Recent research, including the 2019 Women, Money and Power Study,  suggests that nine out of 10 American women will one day assume responsibility for their finances, and most will struggle with this role. This data indicates two very important realities: (1) these women are not currently involved in the financial decision making of their lives, and (2) most women do not currently have the know-how or tools they need to be money savvy now or in the future.

Becoming a CFO by choice or circumstance is not easy. Losing a spouse, by divorce or death, are the most common ways for women to assume the chief financial officer role of their own household.  Whether the “promotion” comes as a surprise or has been long expected, these suggestions are designed to pave you a path for financial success and stability.

Becoming a CFO by choice or circumstance is not easy.

Remain Neutral and Calm

Being the financial director of a business means exposure to a lot of information, emotions, and varying priorities. The same is true when managing money in a household. Domestic and industry CFOs need to make small and big decisions every day. They need to remain calm in the face of hardships and objectively pursue what is best for the company or family; they make plenty of decisions under a tremendous amount of pressure. Turbulent times and transitional periods must be weathered by financial, not emotional, considerations. During and after a divorce, it can be hard to navigate the new economic realities of your life alongside the emotional upheaval of your divorce. By letting logic lead the decision making, and leaving sentiment aside, you- as the CFO of your life and home- can be confident of the outcomes.

Letting logic lead the decision making .

Take Control

Being a CFO is about more than just crunching numbers. Chief Financial Officers are immersed in the day-to-day operations of a business, ensuring that the appropriate financial resources are allocated to growth targets and business goals. Taking on the CFO role in your personal life necessitates knowing where the money comes from, what it is spent on, and how it can be saved. Women report three factors for their lack of financial involvement: insufficient research (37%), not knowing who to talk to (36%), and absence of time (25%). All of these issues should not be an obstacle for you, the newly “hired” household CFO. A minimum amount of research combined with the sound advice and counsel of trained professionals, can go a long way. A financial advisor, certified divorce financial analyst, and/or a trusted banker can offer you insight into past financial performance, present expenditure and income, and future monetary outlooks.
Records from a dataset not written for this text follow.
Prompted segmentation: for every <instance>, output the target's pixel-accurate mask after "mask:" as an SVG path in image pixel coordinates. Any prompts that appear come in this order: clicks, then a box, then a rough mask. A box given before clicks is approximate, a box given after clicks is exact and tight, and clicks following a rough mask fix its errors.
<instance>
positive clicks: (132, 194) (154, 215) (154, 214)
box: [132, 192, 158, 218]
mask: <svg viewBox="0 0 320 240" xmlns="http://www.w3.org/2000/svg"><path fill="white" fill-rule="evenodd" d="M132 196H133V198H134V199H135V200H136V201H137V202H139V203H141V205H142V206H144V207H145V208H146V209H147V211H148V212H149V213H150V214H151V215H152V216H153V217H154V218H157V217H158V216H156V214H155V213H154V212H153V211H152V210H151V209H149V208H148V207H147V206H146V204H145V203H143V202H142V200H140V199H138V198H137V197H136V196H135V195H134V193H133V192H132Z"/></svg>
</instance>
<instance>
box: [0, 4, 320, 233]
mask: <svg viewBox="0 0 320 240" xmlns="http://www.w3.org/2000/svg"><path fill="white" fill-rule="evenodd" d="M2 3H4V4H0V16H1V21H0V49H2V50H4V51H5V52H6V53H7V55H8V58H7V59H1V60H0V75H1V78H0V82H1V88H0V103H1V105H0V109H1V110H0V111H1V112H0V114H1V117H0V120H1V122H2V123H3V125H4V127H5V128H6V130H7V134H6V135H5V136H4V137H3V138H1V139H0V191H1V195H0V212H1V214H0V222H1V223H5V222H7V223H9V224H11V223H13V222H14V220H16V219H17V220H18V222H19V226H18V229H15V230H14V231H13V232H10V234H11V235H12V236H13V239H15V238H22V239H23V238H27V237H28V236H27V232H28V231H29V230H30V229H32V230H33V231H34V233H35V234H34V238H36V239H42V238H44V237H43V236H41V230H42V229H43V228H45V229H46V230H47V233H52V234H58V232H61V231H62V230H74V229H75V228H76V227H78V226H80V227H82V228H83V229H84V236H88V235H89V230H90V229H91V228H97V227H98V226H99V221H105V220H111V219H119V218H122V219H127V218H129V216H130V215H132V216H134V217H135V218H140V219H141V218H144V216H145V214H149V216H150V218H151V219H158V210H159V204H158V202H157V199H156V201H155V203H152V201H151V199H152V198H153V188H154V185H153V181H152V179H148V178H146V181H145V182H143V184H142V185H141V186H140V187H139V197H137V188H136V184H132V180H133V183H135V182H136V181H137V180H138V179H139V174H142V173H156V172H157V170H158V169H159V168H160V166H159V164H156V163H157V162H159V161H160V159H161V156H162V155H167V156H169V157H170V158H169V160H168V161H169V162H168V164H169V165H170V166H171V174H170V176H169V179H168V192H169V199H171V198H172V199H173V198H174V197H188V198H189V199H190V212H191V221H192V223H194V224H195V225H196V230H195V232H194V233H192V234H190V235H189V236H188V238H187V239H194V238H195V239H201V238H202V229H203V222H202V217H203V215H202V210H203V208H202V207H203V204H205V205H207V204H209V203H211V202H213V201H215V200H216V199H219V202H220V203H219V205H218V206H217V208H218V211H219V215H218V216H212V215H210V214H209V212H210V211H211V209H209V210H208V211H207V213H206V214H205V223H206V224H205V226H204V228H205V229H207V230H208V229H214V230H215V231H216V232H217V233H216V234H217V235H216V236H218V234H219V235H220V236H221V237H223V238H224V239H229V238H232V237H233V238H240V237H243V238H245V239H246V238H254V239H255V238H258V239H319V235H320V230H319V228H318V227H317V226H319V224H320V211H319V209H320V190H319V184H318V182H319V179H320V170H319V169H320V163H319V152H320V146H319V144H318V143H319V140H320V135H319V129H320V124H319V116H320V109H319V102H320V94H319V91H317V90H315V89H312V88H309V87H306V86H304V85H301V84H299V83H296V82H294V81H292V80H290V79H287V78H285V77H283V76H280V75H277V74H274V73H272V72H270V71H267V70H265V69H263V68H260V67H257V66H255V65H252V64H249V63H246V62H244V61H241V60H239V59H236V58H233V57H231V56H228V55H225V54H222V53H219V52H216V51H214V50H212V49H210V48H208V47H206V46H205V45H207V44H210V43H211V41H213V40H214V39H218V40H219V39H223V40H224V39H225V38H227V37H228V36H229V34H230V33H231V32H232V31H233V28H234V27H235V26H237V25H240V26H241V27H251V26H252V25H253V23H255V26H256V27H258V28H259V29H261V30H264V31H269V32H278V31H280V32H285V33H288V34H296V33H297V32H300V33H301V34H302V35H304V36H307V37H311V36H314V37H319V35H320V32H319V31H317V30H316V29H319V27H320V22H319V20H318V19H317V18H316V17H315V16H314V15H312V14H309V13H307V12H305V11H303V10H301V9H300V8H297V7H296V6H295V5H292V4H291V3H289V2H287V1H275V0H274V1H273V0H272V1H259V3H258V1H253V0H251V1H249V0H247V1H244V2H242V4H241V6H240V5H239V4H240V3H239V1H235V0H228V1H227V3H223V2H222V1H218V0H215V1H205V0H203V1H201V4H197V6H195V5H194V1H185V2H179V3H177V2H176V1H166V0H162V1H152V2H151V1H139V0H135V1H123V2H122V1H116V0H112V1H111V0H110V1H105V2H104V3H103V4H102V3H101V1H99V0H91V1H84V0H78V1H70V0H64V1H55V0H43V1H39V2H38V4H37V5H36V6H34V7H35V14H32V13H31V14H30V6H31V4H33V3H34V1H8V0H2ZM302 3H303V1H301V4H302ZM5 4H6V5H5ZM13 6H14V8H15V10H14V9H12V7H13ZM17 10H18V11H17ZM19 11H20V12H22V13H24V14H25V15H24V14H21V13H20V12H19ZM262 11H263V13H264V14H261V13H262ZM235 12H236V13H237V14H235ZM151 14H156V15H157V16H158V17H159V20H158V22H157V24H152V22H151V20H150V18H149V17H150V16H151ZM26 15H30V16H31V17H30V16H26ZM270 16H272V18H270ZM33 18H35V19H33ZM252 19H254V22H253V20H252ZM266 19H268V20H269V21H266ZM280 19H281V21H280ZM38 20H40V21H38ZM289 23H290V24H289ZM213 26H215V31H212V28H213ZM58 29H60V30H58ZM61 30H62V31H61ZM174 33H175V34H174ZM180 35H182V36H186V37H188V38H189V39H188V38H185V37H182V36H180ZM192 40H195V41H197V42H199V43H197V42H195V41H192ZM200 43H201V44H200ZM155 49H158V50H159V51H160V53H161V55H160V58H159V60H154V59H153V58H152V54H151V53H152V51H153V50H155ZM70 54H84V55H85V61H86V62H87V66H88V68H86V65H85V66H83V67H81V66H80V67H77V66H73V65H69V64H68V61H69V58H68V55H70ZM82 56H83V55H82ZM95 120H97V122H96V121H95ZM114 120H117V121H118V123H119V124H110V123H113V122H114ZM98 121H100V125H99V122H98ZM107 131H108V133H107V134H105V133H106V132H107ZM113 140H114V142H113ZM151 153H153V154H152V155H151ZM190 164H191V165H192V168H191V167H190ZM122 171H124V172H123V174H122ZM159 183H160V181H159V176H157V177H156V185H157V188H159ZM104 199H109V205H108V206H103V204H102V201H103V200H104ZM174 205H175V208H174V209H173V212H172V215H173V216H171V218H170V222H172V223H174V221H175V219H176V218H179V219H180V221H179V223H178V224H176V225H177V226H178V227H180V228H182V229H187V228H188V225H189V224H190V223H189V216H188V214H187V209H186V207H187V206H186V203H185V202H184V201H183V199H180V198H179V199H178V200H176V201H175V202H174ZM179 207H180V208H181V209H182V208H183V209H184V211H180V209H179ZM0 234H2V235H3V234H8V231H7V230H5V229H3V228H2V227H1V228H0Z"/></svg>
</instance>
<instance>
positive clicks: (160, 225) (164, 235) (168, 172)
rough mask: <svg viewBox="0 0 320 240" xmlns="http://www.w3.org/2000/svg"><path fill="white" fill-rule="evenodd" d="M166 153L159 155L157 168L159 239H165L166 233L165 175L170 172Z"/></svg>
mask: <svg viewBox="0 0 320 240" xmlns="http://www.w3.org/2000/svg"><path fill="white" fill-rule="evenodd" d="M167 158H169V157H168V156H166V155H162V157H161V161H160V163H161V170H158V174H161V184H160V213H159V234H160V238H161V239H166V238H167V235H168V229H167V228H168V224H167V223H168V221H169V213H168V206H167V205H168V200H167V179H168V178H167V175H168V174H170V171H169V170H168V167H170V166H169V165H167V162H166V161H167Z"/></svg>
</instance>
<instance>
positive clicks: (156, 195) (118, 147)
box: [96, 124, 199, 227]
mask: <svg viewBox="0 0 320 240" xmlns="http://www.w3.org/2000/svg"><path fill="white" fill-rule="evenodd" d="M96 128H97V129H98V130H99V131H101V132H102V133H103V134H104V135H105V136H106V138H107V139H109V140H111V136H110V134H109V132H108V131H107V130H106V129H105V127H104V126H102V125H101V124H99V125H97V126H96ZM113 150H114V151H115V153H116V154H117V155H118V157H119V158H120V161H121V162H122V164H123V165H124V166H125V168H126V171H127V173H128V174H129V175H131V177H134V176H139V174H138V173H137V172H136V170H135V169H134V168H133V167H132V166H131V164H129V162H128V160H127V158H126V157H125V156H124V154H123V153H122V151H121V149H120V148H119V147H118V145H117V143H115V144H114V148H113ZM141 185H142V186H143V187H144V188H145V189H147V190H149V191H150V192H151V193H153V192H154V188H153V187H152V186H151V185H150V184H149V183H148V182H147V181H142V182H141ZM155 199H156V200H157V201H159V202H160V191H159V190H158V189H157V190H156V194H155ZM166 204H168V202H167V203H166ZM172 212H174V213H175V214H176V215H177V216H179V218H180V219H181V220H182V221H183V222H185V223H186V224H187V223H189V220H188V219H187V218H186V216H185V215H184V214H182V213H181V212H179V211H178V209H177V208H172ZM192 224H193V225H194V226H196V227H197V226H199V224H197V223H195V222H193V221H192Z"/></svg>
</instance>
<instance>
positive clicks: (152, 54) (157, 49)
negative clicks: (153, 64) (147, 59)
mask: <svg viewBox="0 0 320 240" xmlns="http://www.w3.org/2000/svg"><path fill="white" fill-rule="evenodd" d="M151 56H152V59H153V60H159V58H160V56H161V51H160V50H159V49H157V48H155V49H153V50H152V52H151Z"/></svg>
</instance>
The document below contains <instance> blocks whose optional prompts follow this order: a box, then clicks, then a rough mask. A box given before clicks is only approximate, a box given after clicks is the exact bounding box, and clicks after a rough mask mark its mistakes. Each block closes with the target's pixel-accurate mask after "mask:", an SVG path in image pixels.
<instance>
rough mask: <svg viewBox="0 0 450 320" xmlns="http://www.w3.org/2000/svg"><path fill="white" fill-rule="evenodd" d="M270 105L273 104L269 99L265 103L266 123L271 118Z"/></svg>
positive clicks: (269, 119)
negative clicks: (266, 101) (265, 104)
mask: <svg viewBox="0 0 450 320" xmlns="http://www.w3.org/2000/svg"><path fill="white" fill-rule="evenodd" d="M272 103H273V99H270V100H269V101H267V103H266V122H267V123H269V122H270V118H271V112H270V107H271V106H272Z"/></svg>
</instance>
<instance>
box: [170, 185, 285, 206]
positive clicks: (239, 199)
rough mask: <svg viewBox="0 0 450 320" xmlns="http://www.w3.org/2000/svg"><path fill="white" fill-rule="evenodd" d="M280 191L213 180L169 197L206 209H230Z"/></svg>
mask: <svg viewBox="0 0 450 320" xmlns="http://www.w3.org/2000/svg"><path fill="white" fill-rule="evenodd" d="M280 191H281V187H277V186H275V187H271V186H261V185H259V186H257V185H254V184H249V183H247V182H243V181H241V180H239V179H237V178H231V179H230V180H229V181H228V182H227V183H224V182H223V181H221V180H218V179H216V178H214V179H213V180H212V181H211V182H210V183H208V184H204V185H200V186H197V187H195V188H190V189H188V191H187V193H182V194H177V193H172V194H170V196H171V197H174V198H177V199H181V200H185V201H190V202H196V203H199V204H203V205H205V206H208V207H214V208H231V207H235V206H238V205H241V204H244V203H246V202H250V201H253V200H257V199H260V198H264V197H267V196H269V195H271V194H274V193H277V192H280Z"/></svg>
Be Prepared and In The Know

It is impossible to predict what will happen to the economy. Markets can crash, industries can fail. Successful CFOs are prepared for these changes. They have strategies and information that can inform their decision making before, during, and after a crisis. Any woman knows the unpredictable nature of family life and homeownership, (i.e. someone needs braces, the boiler needs fixing, etc.). You, as domestic CFO, should have a backup plan for all contingencies. CFOs, the professional AND the personal, are financially savvy. But they are also open-minded enough to accept input. They put the right people in place to help them get things done reliably. With the assistance of a financial team, all CFOs can skillfully assess and address short- and long- term money realities. Any woman assuming the CFO position for herself and her family, needs to be smart about money and put the right people in the right positions to ensure her current and future success.

Set Goals

What separates a good CFO from a great one is their ability to achieve pre-defined goals. Establishing clear aims, and getting things done in the pursuit of these goals is the foremost priority of any effective CFO. So whether the bottom-line is corporate or personal, a stellar CFO takes any and all measures toward a thriving business or home. As your own CFO, objectivity and accountability should guide your goal setting process. Once a plan is in place, you should assume full responsibility for putting that plan into action.

In today’s day-and-age, women are assuming every position in all spheres: leading businesses, innovating across industries, and proving their professional prowess. Whether you want the CFO job or not, whether the promotion is a shock or mutual decision, you can and should be able to be the financial directors of your life.